To finalize the design, it is necessary to minimize the ripple in the p-polarized light’s transmission. This can be achieved using various techniques described in previous tutorials. Among these, Thelen’s shifted-period method is particularly useful, as performance near the edge of the passband is critical. In modern practice, computer-based refinement of the outermost layers of the coating is more common.
Typically, the plate polarizer is designed as a longwave-pass filter, as this requires thinner layers and less material than a shortwave-pass filter. The rear surface of the component should be coated with an antireflection coating for p-polarized light, though this can be omitted if the component is used at the Brewster angle.
A design for such a polarizer is described by Songer, who provides the configuration shown in Figure 9.20. Plate polarizers are preferred over prism-based polarizers, such as the MacNeille type, for high-power applications.
Virtually any coating with a sharp edge between transmission and reflection can function as a polarizer. Narrowband filters have been suggested as advantageous alternatives to simple quarter-wave stacks for plate polarizer coatings.
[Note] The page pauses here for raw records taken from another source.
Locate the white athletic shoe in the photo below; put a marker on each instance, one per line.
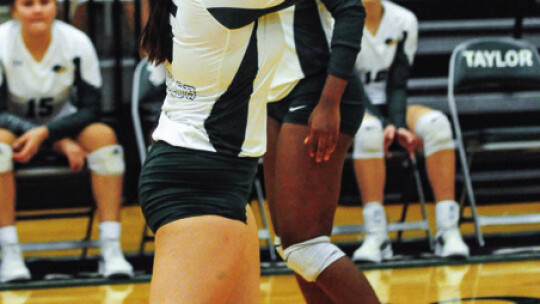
(112, 263)
(375, 248)
(12, 267)
(449, 243)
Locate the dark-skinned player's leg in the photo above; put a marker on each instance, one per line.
(306, 197)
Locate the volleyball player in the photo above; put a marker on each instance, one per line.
(49, 99)
(195, 183)
(310, 127)
(388, 47)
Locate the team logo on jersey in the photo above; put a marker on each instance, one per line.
(59, 69)
(390, 41)
(507, 299)
(498, 59)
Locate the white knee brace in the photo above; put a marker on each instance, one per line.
(434, 129)
(6, 159)
(108, 160)
(368, 141)
(312, 257)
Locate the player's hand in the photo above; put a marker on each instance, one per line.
(388, 137)
(28, 144)
(75, 154)
(323, 125)
(407, 140)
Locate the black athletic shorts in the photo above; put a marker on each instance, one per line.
(298, 105)
(177, 183)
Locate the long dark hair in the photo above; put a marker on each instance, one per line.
(156, 40)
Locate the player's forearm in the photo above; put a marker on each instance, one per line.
(15, 123)
(72, 125)
(346, 37)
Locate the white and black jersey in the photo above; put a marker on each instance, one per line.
(219, 74)
(60, 91)
(386, 57)
(320, 36)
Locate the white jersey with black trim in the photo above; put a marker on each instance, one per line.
(378, 51)
(40, 91)
(218, 78)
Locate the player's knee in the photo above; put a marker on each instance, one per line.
(368, 142)
(310, 258)
(6, 162)
(99, 133)
(108, 160)
(436, 132)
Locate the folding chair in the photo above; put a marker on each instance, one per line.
(35, 175)
(484, 66)
(401, 225)
(143, 95)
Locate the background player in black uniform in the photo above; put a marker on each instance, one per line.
(310, 128)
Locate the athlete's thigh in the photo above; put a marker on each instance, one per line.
(6, 136)
(246, 290)
(414, 112)
(306, 192)
(196, 260)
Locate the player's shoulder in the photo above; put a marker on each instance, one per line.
(8, 28)
(71, 35)
(399, 13)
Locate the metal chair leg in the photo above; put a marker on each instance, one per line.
(420, 189)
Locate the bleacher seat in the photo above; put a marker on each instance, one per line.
(479, 70)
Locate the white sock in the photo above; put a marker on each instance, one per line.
(8, 235)
(374, 218)
(277, 240)
(447, 215)
(109, 230)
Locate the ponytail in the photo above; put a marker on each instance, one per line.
(156, 37)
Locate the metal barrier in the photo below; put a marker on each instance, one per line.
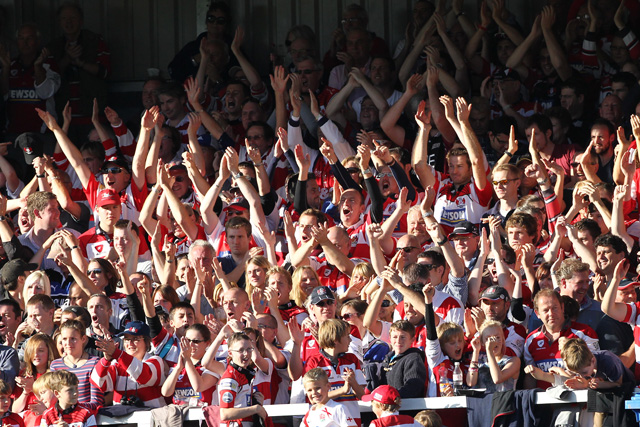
(143, 418)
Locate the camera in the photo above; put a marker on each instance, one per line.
(132, 401)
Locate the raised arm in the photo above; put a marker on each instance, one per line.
(470, 141)
(559, 58)
(613, 309)
(249, 70)
(68, 148)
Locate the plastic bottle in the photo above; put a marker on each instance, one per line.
(443, 382)
(457, 377)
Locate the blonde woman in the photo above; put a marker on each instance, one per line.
(36, 283)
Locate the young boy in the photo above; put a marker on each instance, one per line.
(234, 388)
(444, 346)
(343, 369)
(324, 412)
(404, 368)
(8, 417)
(429, 418)
(64, 385)
(385, 403)
(585, 369)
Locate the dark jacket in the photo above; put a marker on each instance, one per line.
(405, 372)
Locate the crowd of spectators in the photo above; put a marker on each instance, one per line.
(374, 223)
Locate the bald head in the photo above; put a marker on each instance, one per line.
(235, 302)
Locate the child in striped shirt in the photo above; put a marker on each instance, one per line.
(66, 411)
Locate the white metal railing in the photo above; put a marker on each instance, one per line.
(143, 418)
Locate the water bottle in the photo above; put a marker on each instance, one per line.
(457, 377)
(443, 382)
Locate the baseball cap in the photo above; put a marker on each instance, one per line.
(31, 146)
(384, 394)
(495, 293)
(136, 328)
(507, 74)
(625, 283)
(321, 293)
(239, 203)
(120, 161)
(14, 269)
(108, 197)
(464, 227)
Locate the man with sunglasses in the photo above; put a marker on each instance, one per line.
(505, 179)
(128, 183)
(97, 242)
(186, 62)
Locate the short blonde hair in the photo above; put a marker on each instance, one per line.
(297, 294)
(449, 331)
(39, 277)
(576, 354)
(331, 331)
(44, 382)
(429, 418)
(315, 374)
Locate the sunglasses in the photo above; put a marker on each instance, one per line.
(113, 170)
(220, 20)
(305, 72)
(503, 182)
(407, 249)
(261, 326)
(383, 174)
(324, 303)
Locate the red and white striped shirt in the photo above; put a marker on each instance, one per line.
(127, 376)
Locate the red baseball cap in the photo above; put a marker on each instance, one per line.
(384, 394)
(107, 197)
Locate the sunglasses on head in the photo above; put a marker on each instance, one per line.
(383, 174)
(502, 181)
(220, 20)
(114, 170)
(324, 303)
(348, 316)
(305, 72)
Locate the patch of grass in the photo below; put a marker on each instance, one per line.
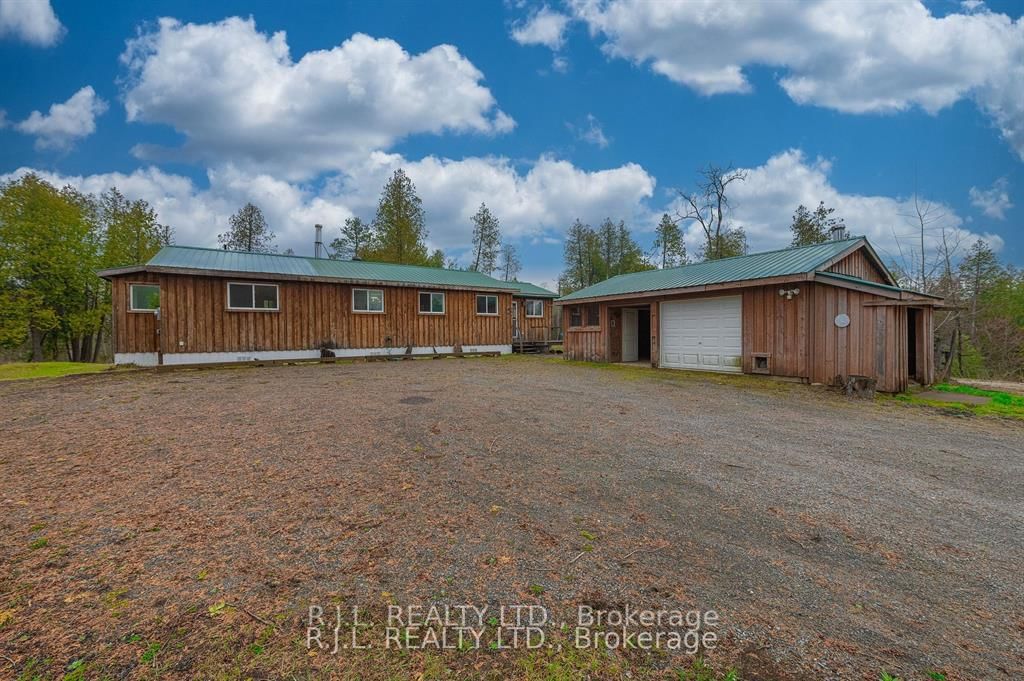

This is because narrowband filters simplify the monitoring process during deposition.
3. Cube Polarizers
One of the key advantages of a polarizer immersed in a prism is that the effective angle of incidence can be significantly higher than it would be if the incident medium were air. This higher angle enhances the polarization splitting, resulting in broader regions with a high degree of polarization compared to designs where air is the incident medium.
Even when the Brewster angle condition cannot be fully achieved, an immersed design still provides advantages, particularly when the incident power is not excessively high. The immersion enhances the optical performance of the polarizer by reducing angular constraints and improving the separation of polarization states.
For detailed information and design considerations for such polarizers, Netterfield has provided a thorough analysis in his paper, which is recommended for further study.